I don't think people should hate him and call him stupid ala W7 PMC - he's blatantly far from stupid, just a bit fucked.

You look at him singing ABC in Jackson 5 days and that is an incredible performance for someone so young...the singing, the dancing, the raw talent. It's just a shame that these are the exact things that robbed him of a normal life from a young age and turned him into the freak that he is now. :-/


----------



## W7 PMC (May 6, 2002)

Of course the guy is stupid (never said i hated him as i struggle to hate anyone i don't know), he's also fucked up, lost the plot, bordering insanity & an obvious menace to children.

All superstars are allowed the odd outburst or crazy moment, they are only human, but Wacko takes this concept to a new level.

Facts, dangles his baby out of a hotel window (scary), snatches one of his previous kids from the delivery room, still covered in blood & rushes it back to the asylum (Neverland), drives a mobility vehicle round hotel landings to relieve boredam, spends an inordanate amount of money on the most tasteless shite i've ever seen & the real kicker is that he sleeps with boys who are in no way related to him (thats the very weird stuff) but the stupid bit comes from admitting all of these things on national TV (now tell me thats the work of a sensible human being?).

I did like his music in the 70's & early 80's & agree that he has a huge talent, but please, the guy is a buttie short of a picnic.

If i had to try & define stupidity, then you have a point that this could be combined with his obvious musical genius, but in the modern age, none of his actions are publically acceptable, so in my book (no expert) that makes him stupid.


----------



## r1 (Oct 31, 2002)

Fucked up I agree and I certainly wouldn't leave my children with him but I disagree with stupid. He produced Thriller, probably one the most influential music videos ever which turned the whole industry on it's head, he's re-invented himself and his music time and time again and he'll go down in history as a legend (don't get me wrong, I'm not a fan). I seriously doubt if someone could do that if they were stupid. Naive, immature and quite possibly mad, yes. :-/


----------



## W7 PMC (May 6, 2002)

R1:

I thought the Thriller video was produced by (Star Wars producer) think it was George Lucas or something like that, but i'm almost positive that Jacko did not produce it himself (sure he had some imput though).
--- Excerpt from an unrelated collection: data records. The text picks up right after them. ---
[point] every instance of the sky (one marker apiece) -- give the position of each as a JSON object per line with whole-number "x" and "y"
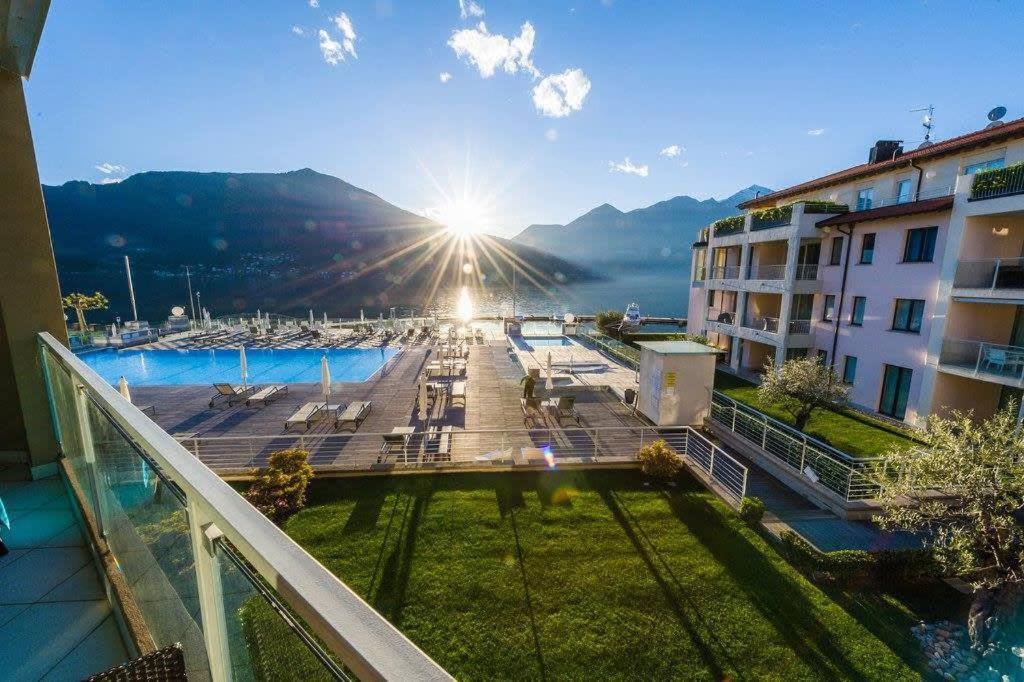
{"x": 518, "y": 112}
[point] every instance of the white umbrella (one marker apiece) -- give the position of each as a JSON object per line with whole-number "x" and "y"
{"x": 423, "y": 398}
{"x": 123, "y": 388}
{"x": 244, "y": 364}
{"x": 326, "y": 382}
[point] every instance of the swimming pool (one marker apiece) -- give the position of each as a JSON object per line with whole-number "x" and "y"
{"x": 286, "y": 366}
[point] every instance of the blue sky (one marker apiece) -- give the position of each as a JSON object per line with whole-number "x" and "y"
{"x": 739, "y": 88}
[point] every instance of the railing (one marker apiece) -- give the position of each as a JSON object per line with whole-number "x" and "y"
{"x": 203, "y": 566}
{"x": 983, "y": 358}
{"x": 800, "y": 327}
{"x": 724, "y": 272}
{"x": 807, "y": 271}
{"x": 773, "y": 271}
{"x": 762, "y": 324}
{"x": 721, "y": 315}
{"x": 990, "y": 273}
{"x": 997, "y": 182}
{"x": 818, "y": 463}
{"x": 539, "y": 446}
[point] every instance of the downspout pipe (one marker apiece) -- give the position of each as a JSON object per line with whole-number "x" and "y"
{"x": 842, "y": 293}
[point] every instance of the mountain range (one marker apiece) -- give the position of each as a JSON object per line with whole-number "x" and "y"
{"x": 660, "y": 233}
{"x": 284, "y": 242}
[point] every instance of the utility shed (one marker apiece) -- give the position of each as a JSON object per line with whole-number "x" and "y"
{"x": 676, "y": 382}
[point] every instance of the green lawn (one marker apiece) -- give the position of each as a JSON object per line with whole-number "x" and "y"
{"x": 593, "y": 574}
{"x": 853, "y": 433}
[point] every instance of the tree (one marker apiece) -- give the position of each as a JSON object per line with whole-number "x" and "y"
{"x": 607, "y": 322}
{"x": 82, "y": 302}
{"x": 280, "y": 489}
{"x": 801, "y": 386}
{"x": 965, "y": 489}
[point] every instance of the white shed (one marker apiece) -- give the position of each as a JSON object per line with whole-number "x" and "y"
{"x": 676, "y": 382}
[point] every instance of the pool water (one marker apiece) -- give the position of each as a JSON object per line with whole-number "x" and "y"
{"x": 142, "y": 368}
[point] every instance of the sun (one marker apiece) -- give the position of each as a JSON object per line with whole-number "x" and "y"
{"x": 463, "y": 217}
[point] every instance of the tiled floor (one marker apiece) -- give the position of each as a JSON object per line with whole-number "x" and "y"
{"x": 55, "y": 623}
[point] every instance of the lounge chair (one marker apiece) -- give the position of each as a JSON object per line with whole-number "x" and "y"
{"x": 305, "y": 415}
{"x": 566, "y": 409}
{"x": 352, "y": 415}
{"x": 232, "y": 392}
{"x": 266, "y": 394}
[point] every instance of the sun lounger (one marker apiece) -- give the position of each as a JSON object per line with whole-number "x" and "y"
{"x": 232, "y": 392}
{"x": 266, "y": 394}
{"x": 305, "y": 415}
{"x": 352, "y": 415}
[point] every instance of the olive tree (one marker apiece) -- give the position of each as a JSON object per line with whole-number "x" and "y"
{"x": 800, "y": 386}
{"x": 82, "y": 302}
{"x": 964, "y": 489}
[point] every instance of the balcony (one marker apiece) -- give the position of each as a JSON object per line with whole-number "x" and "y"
{"x": 770, "y": 271}
{"x": 997, "y": 182}
{"x": 980, "y": 359}
{"x": 200, "y": 565}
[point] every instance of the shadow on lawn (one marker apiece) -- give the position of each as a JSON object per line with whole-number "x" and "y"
{"x": 772, "y": 593}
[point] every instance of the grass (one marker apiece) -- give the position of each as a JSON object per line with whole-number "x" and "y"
{"x": 849, "y": 431}
{"x": 594, "y": 574}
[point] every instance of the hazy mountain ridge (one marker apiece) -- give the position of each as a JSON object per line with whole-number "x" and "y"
{"x": 659, "y": 233}
{"x": 273, "y": 241}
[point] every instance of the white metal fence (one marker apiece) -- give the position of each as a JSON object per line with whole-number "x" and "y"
{"x": 458, "y": 449}
{"x": 819, "y": 463}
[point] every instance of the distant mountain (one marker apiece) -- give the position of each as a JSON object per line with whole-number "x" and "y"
{"x": 660, "y": 233}
{"x": 282, "y": 242}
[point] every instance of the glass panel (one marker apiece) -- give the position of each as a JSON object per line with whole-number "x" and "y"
{"x": 146, "y": 527}
{"x": 262, "y": 645}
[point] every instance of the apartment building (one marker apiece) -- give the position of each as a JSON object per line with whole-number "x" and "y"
{"x": 904, "y": 273}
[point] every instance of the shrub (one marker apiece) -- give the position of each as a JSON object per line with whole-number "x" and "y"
{"x": 280, "y": 489}
{"x": 658, "y": 461}
{"x": 752, "y": 510}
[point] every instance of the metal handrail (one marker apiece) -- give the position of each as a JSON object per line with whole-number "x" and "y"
{"x": 364, "y": 640}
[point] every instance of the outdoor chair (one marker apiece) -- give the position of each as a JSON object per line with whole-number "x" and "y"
{"x": 232, "y": 392}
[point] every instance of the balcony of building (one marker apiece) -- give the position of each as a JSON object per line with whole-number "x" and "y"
{"x": 990, "y": 267}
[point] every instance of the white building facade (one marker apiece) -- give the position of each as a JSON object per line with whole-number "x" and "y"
{"x": 905, "y": 274}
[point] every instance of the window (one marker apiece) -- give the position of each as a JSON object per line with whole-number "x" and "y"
{"x": 907, "y": 315}
{"x": 836, "y": 257}
{"x": 895, "y": 390}
{"x": 867, "y": 249}
{"x": 857, "y": 313}
{"x": 903, "y": 192}
{"x": 864, "y": 199}
{"x": 971, "y": 169}
{"x": 829, "y": 308}
{"x": 920, "y": 246}
{"x": 849, "y": 369}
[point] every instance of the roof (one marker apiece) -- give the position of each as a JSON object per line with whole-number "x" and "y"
{"x": 679, "y": 347}
{"x": 893, "y": 211}
{"x": 978, "y": 137}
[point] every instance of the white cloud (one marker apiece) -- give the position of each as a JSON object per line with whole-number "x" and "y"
{"x": 560, "y": 94}
{"x": 628, "y": 166}
{"x": 489, "y": 51}
{"x": 469, "y": 8}
{"x": 347, "y": 33}
{"x": 108, "y": 168}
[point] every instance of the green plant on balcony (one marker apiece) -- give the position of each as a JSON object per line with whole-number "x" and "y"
{"x": 996, "y": 180}
{"x": 728, "y": 225}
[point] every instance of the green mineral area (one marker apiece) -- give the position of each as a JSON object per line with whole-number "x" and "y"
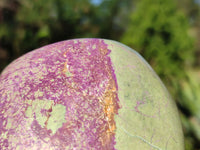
{"x": 148, "y": 117}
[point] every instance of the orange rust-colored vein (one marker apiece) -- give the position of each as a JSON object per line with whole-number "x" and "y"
{"x": 110, "y": 105}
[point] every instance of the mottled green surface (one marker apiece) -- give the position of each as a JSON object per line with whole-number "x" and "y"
{"x": 148, "y": 118}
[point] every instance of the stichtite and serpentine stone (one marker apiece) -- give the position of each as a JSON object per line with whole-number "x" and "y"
{"x": 86, "y": 94}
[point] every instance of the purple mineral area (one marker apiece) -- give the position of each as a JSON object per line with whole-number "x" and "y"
{"x": 77, "y": 74}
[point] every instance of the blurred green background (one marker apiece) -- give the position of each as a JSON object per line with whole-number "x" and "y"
{"x": 165, "y": 32}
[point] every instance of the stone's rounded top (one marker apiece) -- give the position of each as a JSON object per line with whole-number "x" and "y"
{"x": 86, "y": 94}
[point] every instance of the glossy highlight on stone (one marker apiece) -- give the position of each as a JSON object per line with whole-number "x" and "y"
{"x": 85, "y": 94}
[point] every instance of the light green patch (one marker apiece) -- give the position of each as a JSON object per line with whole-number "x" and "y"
{"x": 155, "y": 123}
{"x": 56, "y": 116}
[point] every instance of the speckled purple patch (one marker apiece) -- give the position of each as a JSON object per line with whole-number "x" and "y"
{"x": 61, "y": 96}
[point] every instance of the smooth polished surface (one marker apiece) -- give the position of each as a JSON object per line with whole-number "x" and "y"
{"x": 86, "y": 94}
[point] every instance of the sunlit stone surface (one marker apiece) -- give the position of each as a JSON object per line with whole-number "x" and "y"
{"x": 85, "y": 94}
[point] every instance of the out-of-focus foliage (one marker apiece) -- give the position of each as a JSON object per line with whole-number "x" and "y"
{"x": 161, "y": 33}
{"x": 160, "y": 30}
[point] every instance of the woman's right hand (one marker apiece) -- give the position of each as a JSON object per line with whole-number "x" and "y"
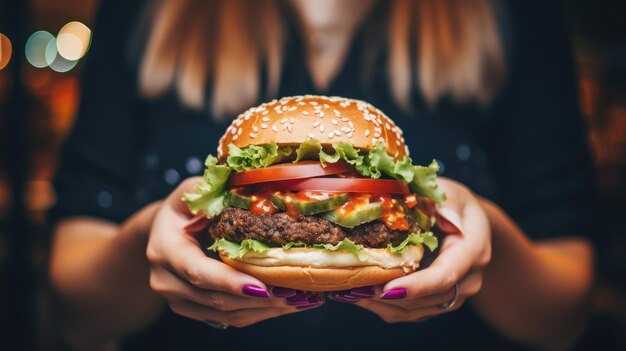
{"x": 203, "y": 288}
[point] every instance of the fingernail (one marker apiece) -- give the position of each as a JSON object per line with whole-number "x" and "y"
{"x": 310, "y": 305}
{"x": 394, "y": 294}
{"x": 255, "y": 291}
{"x": 363, "y": 291}
{"x": 283, "y": 292}
{"x": 448, "y": 221}
{"x": 346, "y": 299}
{"x": 297, "y": 300}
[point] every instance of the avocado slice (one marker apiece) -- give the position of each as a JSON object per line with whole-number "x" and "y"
{"x": 278, "y": 201}
{"x": 311, "y": 207}
{"x": 363, "y": 214}
{"x": 239, "y": 201}
{"x": 418, "y": 216}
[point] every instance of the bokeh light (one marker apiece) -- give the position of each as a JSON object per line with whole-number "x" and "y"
{"x": 5, "y": 51}
{"x": 55, "y": 61}
{"x": 36, "y": 46}
{"x": 73, "y": 40}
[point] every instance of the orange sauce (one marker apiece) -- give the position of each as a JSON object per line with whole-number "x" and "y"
{"x": 393, "y": 214}
{"x": 262, "y": 205}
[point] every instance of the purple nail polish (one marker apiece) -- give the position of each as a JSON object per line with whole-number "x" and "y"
{"x": 364, "y": 292}
{"x": 311, "y": 305}
{"x": 283, "y": 292}
{"x": 255, "y": 291}
{"x": 297, "y": 300}
{"x": 343, "y": 298}
{"x": 394, "y": 294}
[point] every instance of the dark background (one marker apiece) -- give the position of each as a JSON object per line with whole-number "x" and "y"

I'm still of the belief that stupidity comes into his overall weirdness. If you pinched a Mars Bar, you would not walk back into the shop or a police station & own up to it (not saying you would steal a Mars Bar of course)

This is why i feel he's showing stupid tendencies. Totally agree to his musical ability and obvious genius, but his actions and subsequant TV interview, defo give him a somewhat stupid persona.

Either way, he has done himself no favours by doing the interview & the obvious majority of people how see Jacko in a different light.


----------



## r1 (Oct 31, 2002)

> Either way, he has done himself no favours by doing the interview & the obvious majority of people how see Jacko in a different light.


Absolutely, he must have been stupid to do the interview  ;D


----------



## raven (May 7, 2002)

Apparently sales of his Thriller album (and maybe the others as well) increased by 1000% since the interview was shown on Monday...


----------



## W7 PMC (May 6, 2002)

Now if thats true, then maybe he aint so stupid after all. If it was all a Marketing stunt, then hats off to him.

Still would never let my kids anywhere near him though


----------



## misrule (May 6, 2002)

W7 PMC -- I agree with you all the way Â 

My favourite moment of the programme was when Jacko bought two tacky pictures and the hand-wringing salesman said, rather sarcastically, "Oh, Mr Jackson knows his art".

By the way, Thriller was directed by John Landis (American Werewolf, Blues Brothers). Jacko co-produced it, but that doesn't mean a lot.

Mark


----------



## W7 PMC (May 6, 2002)

Mark:

Cheers. If Mr Jackson knows his art, then i'm an expert skier (see skiing thread ;D). That whole shopping section was hysterical.

John Landis, thats the mush. Could picture his face, but the name escaped me.


----------